The three surviving ‘brush-tailed’ bettong species—Bettongia gaimardi (Tasmania), B. tropica (Queensland) and B. penicillata (Western Australia), are all classified as threatened or endangered. These macropodids are prolific diggers and are recognised as important ‘ecosystem engineers’ that improve soil quality and increase seed germination success. However, a combination of introduced predators, habitat loss and disease has seen populations become increasingly fragmented and census numbers decline. Robust phylogenies are vital to conservation management, but the extent of extirpation and fragmentation in brush-tailed bettongs is such that a phylogeny based upon modern samples alone may provide a misleading picture of former connectivity, genetic diversity and species boundaries. Using ancient DNA isolated from fossil bones and museum skins, we genotyped two mitochondrial DNA (mtDNA) genes: cytochrome b (266 bp) and control region (356 bp).

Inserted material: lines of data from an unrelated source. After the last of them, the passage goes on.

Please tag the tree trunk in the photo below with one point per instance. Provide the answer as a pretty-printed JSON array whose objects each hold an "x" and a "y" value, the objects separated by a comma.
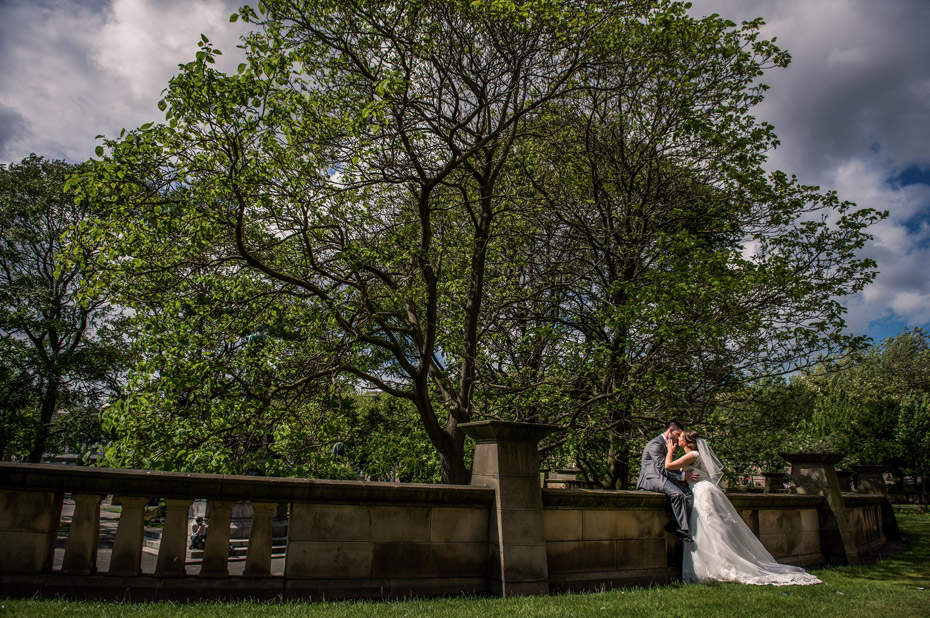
[{"x": 49, "y": 403}]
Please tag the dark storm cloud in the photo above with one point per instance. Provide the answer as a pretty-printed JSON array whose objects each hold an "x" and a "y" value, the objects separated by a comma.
[{"x": 13, "y": 126}]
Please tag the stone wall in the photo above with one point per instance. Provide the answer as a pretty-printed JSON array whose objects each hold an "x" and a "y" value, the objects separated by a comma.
[{"x": 502, "y": 535}]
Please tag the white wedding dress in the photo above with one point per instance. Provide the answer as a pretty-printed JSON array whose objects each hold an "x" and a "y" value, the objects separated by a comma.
[{"x": 724, "y": 548}]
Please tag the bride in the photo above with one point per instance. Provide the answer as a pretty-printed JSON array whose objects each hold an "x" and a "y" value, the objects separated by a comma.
[{"x": 724, "y": 547}]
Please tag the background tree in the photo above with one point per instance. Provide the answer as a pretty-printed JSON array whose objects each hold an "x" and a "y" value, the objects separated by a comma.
[
  {"x": 59, "y": 352},
  {"x": 546, "y": 211},
  {"x": 873, "y": 406}
]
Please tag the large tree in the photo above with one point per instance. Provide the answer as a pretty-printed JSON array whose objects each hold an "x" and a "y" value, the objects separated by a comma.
[
  {"x": 57, "y": 330},
  {"x": 535, "y": 210}
]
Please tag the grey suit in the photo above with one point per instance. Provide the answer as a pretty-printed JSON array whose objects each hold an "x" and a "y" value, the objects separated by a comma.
[{"x": 654, "y": 477}]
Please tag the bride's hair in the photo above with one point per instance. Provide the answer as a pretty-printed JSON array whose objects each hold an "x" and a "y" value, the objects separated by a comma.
[{"x": 690, "y": 437}]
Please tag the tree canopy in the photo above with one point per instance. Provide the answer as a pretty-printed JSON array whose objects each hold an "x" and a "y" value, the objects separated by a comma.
[
  {"x": 547, "y": 211},
  {"x": 58, "y": 348}
]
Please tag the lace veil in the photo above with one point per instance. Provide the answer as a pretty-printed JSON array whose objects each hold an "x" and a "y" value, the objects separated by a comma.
[{"x": 709, "y": 462}]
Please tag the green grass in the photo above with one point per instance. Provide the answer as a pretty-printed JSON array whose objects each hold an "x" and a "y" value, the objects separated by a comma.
[{"x": 891, "y": 587}]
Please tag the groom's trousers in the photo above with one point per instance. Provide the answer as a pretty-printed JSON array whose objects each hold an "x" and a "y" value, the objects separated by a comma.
[{"x": 679, "y": 494}]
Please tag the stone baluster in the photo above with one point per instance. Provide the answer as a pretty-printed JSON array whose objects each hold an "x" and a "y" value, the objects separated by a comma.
[
  {"x": 127, "y": 547},
  {"x": 172, "y": 552},
  {"x": 83, "y": 536},
  {"x": 815, "y": 474},
  {"x": 216, "y": 549},
  {"x": 507, "y": 460},
  {"x": 258, "y": 560}
]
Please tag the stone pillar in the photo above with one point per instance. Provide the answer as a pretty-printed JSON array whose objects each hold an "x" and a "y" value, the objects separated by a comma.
[
  {"x": 172, "y": 551},
  {"x": 216, "y": 549},
  {"x": 871, "y": 480},
  {"x": 845, "y": 479},
  {"x": 773, "y": 481},
  {"x": 83, "y": 536},
  {"x": 127, "y": 547},
  {"x": 815, "y": 474},
  {"x": 258, "y": 560},
  {"x": 28, "y": 530},
  {"x": 507, "y": 461}
]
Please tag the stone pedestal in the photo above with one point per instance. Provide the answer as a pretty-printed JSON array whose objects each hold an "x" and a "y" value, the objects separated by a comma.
[
  {"x": 870, "y": 479},
  {"x": 815, "y": 474},
  {"x": 507, "y": 461},
  {"x": 845, "y": 478},
  {"x": 773, "y": 481}
]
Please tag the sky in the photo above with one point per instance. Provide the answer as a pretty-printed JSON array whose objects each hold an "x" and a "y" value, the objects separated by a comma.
[{"x": 852, "y": 110}]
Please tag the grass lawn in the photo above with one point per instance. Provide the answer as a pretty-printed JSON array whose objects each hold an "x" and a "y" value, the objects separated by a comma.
[{"x": 898, "y": 586}]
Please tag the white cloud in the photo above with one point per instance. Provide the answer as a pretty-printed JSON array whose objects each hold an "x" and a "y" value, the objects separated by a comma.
[{"x": 75, "y": 70}]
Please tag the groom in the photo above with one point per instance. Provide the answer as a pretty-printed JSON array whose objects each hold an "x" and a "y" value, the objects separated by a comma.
[{"x": 654, "y": 477}]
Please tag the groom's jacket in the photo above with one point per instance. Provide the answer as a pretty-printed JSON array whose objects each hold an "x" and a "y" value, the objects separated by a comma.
[{"x": 652, "y": 466}]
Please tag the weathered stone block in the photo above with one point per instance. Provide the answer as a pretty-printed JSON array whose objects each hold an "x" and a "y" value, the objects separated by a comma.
[
  {"x": 520, "y": 493},
  {"x": 802, "y": 543},
  {"x": 27, "y": 511},
  {"x": 522, "y": 527},
  {"x": 810, "y": 520},
  {"x": 400, "y": 523},
  {"x": 458, "y": 525},
  {"x": 329, "y": 522},
  {"x": 581, "y": 556},
  {"x": 562, "y": 525},
  {"x": 24, "y": 553},
  {"x": 485, "y": 460},
  {"x": 775, "y": 543},
  {"x": 428, "y": 560},
  {"x": 614, "y": 524},
  {"x": 461, "y": 559},
  {"x": 321, "y": 560},
  {"x": 524, "y": 563}
]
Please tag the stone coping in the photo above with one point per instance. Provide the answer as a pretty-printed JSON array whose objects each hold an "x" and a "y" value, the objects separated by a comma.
[
  {"x": 869, "y": 468},
  {"x": 148, "y": 483},
  {"x": 602, "y": 498},
  {"x": 851, "y": 499},
  {"x": 486, "y": 431},
  {"x": 775, "y": 501},
  {"x": 624, "y": 499},
  {"x": 812, "y": 458}
]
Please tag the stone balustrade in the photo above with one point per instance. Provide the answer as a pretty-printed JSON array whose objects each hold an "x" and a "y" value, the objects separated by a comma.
[{"x": 502, "y": 535}]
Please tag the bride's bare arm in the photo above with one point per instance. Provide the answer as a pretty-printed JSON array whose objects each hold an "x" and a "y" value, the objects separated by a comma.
[{"x": 682, "y": 462}]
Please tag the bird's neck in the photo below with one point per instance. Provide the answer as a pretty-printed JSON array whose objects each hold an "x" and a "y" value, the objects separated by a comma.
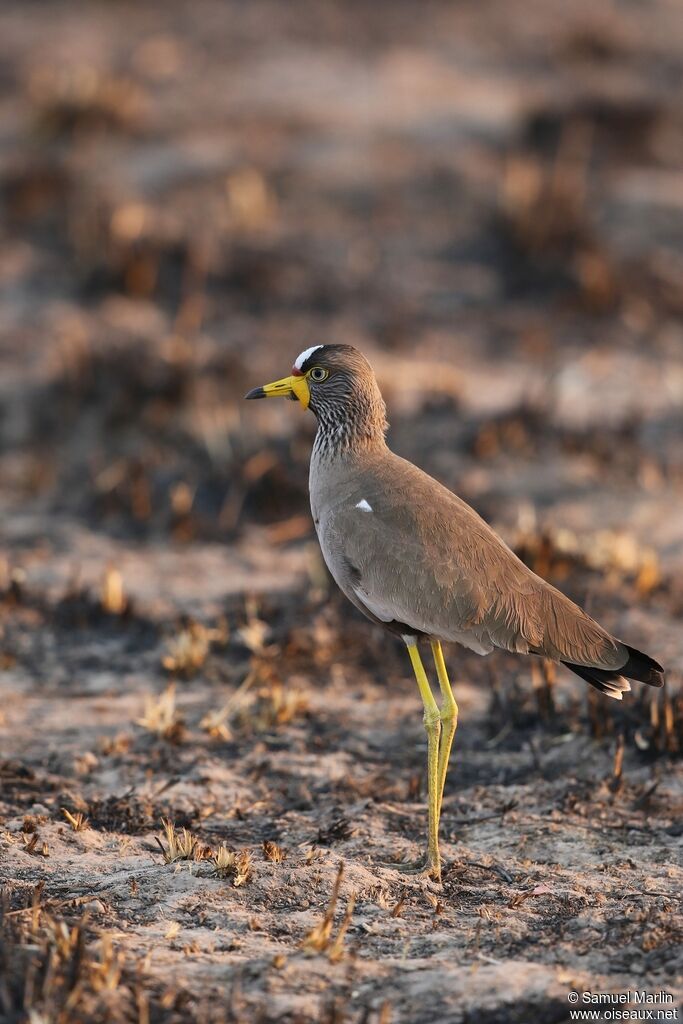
[{"x": 358, "y": 428}]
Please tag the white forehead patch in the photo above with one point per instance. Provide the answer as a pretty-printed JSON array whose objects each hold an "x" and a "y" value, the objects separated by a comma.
[{"x": 300, "y": 359}]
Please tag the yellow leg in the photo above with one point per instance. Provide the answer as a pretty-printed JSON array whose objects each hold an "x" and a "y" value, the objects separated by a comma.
[
  {"x": 449, "y": 716},
  {"x": 432, "y": 721}
]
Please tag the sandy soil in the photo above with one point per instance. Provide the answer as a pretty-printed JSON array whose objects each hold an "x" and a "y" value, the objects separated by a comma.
[{"x": 486, "y": 200}]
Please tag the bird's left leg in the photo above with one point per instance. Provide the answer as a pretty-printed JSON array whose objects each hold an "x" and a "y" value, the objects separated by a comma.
[
  {"x": 449, "y": 716},
  {"x": 432, "y": 721}
]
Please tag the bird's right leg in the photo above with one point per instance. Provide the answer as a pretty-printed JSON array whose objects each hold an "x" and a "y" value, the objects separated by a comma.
[
  {"x": 449, "y": 715},
  {"x": 430, "y": 865}
]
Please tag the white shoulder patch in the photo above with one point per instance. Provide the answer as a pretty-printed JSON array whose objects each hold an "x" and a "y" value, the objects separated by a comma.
[{"x": 300, "y": 359}]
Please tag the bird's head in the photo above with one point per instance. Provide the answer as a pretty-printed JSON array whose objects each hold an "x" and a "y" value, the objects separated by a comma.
[{"x": 337, "y": 383}]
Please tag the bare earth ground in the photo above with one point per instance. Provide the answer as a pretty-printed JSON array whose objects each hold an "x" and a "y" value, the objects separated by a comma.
[{"x": 485, "y": 198}]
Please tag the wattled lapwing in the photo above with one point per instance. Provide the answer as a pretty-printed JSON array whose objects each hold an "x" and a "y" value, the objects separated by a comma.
[{"x": 414, "y": 557}]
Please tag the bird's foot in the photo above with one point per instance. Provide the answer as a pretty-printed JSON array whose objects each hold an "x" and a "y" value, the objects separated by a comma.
[{"x": 425, "y": 866}]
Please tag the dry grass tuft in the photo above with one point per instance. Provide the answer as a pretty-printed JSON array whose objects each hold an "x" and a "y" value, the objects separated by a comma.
[
  {"x": 181, "y": 845},
  {"x": 189, "y": 648},
  {"x": 228, "y": 864},
  {"x": 271, "y": 706},
  {"x": 272, "y": 852},
  {"x": 113, "y": 597},
  {"x": 161, "y": 717},
  {"x": 319, "y": 939},
  {"x": 78, "y": 821}
]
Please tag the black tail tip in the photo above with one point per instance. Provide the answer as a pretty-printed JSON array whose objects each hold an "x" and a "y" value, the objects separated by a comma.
[{"x": 643, "y": 668}]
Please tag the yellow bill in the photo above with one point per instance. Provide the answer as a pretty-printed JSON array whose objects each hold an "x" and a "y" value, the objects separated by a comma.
[{"x": 289, "y": 387}]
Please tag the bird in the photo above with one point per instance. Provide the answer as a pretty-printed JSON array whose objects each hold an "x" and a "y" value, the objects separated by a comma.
[{"x": 415, "y": 558}]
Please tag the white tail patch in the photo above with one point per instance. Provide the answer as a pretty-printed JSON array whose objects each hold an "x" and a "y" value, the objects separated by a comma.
[{"x": 300, "y": 359}]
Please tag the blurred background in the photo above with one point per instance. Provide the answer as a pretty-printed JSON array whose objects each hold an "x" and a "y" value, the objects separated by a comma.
[{"x": 486, "y": 198}]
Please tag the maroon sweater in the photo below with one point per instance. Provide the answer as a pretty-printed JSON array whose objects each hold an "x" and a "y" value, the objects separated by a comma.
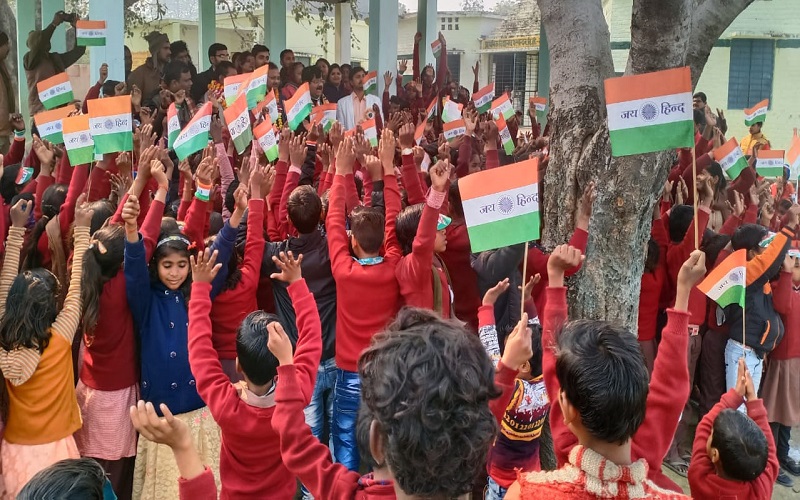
[{"x": 250, "y": 461}]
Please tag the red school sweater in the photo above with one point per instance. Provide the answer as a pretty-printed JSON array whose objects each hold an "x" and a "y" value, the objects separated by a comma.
[
  {"x": 703, "y": 479},
  {"x": 669, "y": 389},
  {"x": 230, "y": 307},
  {"x": 368, "y": 296},
  {"x": 415, "y": 270},
  {"x": 250, "y": 462}
]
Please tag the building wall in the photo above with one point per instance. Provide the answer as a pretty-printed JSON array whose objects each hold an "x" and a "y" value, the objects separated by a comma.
[{"x": 767, "y": 19}]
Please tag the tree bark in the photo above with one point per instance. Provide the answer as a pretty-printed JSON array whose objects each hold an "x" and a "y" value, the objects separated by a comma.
[{"x": 664, "y": 34}]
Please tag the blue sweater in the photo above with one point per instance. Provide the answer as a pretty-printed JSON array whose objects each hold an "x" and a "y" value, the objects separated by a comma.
[{"x": 161, "y": 318}]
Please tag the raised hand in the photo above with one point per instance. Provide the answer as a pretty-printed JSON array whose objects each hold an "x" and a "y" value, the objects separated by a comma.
[
  {"x": 204, "y": 266},
  {"x": 289, "y": 266}
]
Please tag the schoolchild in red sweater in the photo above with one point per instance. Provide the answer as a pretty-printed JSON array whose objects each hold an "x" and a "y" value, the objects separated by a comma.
[
  {"x": 669, "y": 383},
  {"x": 250, "y": 459},
  {"x": 427, "y": 431},
  {"x": 593, "y": 360},
  {"x": 364, "y": 279},
  {"x": 421, "y": 233},
  {"x": 734, "y": 454}
]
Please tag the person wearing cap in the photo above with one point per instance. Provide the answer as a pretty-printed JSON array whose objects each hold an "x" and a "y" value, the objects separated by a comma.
[
  {"x": 41, "y": 64},
  {"x": 147, "y": 77}
]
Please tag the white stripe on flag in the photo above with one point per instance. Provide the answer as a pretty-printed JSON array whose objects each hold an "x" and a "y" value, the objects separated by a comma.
[
  {"x": 502, "y": 205},
  {"x": 650, "y": 111}
]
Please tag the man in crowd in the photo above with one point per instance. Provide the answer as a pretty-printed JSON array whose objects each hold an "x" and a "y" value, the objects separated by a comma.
[
  {"x": 261, "y": 55},
  {"x": 217, "y": 53},
  {"x": 40, "y": 64},
  {"x": 147, "y": 77}
]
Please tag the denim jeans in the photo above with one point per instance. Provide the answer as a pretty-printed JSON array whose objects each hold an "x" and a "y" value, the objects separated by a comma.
[
  {"x": 346, "y": 399},
  {"x": 320, "y": 408},
  {"x": 493, "y": 491},
  {"x": 755, "y": 365}
]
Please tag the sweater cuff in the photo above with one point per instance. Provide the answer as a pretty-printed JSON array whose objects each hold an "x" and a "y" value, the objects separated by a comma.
[{"x": 435, "y": 198}]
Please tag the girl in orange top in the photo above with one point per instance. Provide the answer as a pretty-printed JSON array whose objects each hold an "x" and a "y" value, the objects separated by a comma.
[{"x": 36, "y": 356}]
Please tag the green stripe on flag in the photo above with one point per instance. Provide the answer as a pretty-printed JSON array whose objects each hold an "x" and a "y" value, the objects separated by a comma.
[
  {"x": 504, "y": 232},
  {"x": 81, "y": 156},
  {"x": 652, "y": 138},
  {"x": 58, "y": 100},
  {"x": 733, "y": 295},
  {"x": 113, "y": 143}
]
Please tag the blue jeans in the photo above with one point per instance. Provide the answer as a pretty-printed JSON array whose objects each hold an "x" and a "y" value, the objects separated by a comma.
[
  {"x": 493, "y": 491},
  {"x": 755, "y": 365},
  {"x": 346, "y": 399},
  {"x": 320, "y": 408}
]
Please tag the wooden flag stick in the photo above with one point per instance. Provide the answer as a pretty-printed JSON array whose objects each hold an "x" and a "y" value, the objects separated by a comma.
[
  {"x": 524, "y": 280},
  {"x": 696, "y": 191}
]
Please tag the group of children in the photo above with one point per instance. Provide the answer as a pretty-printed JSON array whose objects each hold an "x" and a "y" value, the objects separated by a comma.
[{"x": 226, "y": 332}]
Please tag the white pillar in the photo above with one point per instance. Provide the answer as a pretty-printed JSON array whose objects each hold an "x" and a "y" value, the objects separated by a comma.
[
  {"x": 383, "y": 19},
  {"x": 427, "y": 21},
  {"x": 342, "y": 33},
  {"x": 113, "y": 54},
  {"x": 207, "y": 31},
  {"x": 58, "y": 42}
]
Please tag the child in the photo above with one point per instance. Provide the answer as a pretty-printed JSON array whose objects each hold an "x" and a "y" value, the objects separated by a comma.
[
  {"x": 428, "y": 429},
  {"x": 600, "y": 380},
  {"x": 362, "y": 273},
  {"x": 517, "y": 445},
  {"x": 250, "y": 461},
  {"x": 36, "y": 356},
  {"x": 421, "y": 233},
  {"x": 157, "y": 297},
  {"x": 734, "y": 454}
]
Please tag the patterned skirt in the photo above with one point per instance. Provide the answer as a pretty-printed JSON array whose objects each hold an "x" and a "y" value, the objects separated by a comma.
[{"x": 156, "y": 473}]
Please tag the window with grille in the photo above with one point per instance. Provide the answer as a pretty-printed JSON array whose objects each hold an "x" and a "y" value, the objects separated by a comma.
[{"x": 751, "y": 72}]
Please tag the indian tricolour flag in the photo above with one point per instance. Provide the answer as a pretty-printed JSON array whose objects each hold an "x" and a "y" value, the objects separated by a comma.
[
  {"x": 270, "y": 104},
  {"x": 505, "y": 135},
  {"x": 502, "y": 106},
  {"x": 267, "y": 138},
  {"x": 90, "y": 33},
  {"x": 256, "y": 86},
  {"x": 232, "y": 85},
  {"x": 727, "y": 282},
  {"x": 451, "y": 110},
  {"x": 298, "y": 107},
  {"x": 454, "y": 129},
  {"x": 194, "y": 135},
  {"x": 483, "y": 98},
  {"x": 757, "y": 113},
  {"x": 112, "y": 124},
  {"x": 370, "y": 131},
  {"x": 540, "y": 104},
  {"x": 730, "y": 158},
  {"x": 78, "y": 139},
  {"x": 49, "y": 124},
  {"x": 324, "y": 114},
  {"x": 650, "y": 112},
  {"x": 793, "y": 158},
  {"x": 371, "y": 82},
  {"x": 770, "y": 163},
  {"x": 237, "y": 117},
  {"x": 501, "y": 205},
  {"x": 55, "y": 91}
]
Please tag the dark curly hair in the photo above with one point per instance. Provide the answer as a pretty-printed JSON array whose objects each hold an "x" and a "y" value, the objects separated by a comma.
[{"x": 427, "y": 383}]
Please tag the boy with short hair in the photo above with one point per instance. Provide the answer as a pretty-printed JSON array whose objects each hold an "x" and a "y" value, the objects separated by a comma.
[
  {"x": 250, "y": 459},
  {"x": 734, "y": 454}
]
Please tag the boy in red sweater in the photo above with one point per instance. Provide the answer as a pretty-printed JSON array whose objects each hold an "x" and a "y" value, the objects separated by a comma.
[
  {"x": 250, "y": 459},
  {"x": 612, "y": 444},
  {"x": 363, "y": 278},
  {"x": 426, "y": 416},
  {"x": 734, "y": 454}
]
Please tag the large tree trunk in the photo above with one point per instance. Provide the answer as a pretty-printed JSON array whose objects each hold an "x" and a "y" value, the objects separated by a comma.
[{"x": 664, "y": 34}]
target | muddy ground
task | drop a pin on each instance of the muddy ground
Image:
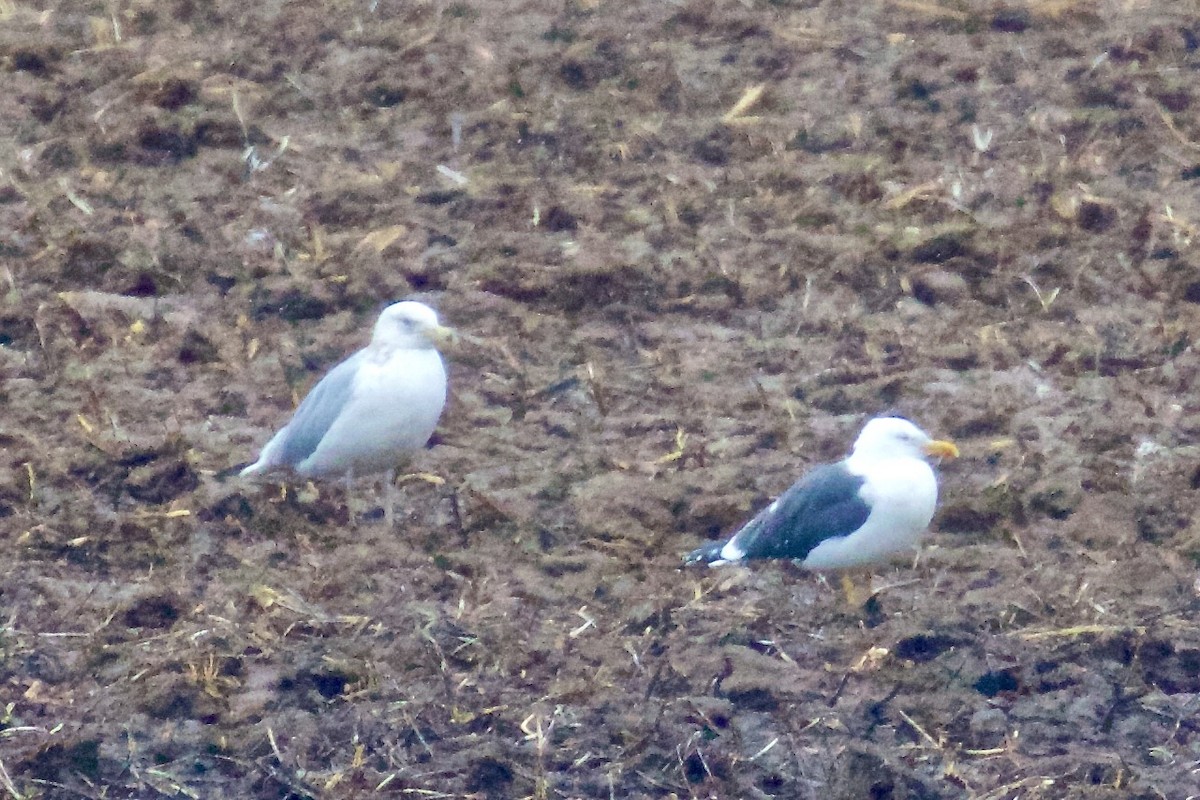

These ancient DNA data were combined with a pre-existing modern DNA data set on the historically broadly distributed brush-tailed bettongs (~300 samples total), to investigate their phylogenetic relationships. Molecular dating estimates the most recent common ancestor of these bettongs occurred c. 2.5 Ma (million years ago), which suggests that increasing aridity likely shaped their modern-day distribution. Analyses of the concatenated mtDNA sequences of all brush-tailed bettongs generated five distinct and well-supported clades including: a highly divergent Nullarbor form (Clade I), B. tropica (Clade II), B. penicillata (Clades III and V), and B. gaimardi (Clade IV). The generated phylogeny does not reflect current taxonomy and the question remains outstanding of whether the brush-tailed bettongs consisted of several species, or a single widespread species. The use of nuclear DNA markers (single nucleotide polymorphisms and/or short tandem repeats) will be needed to better inform decisions about historical connectivity and the appropriateness of ongoing conservation measures such as translocations and captive breeding.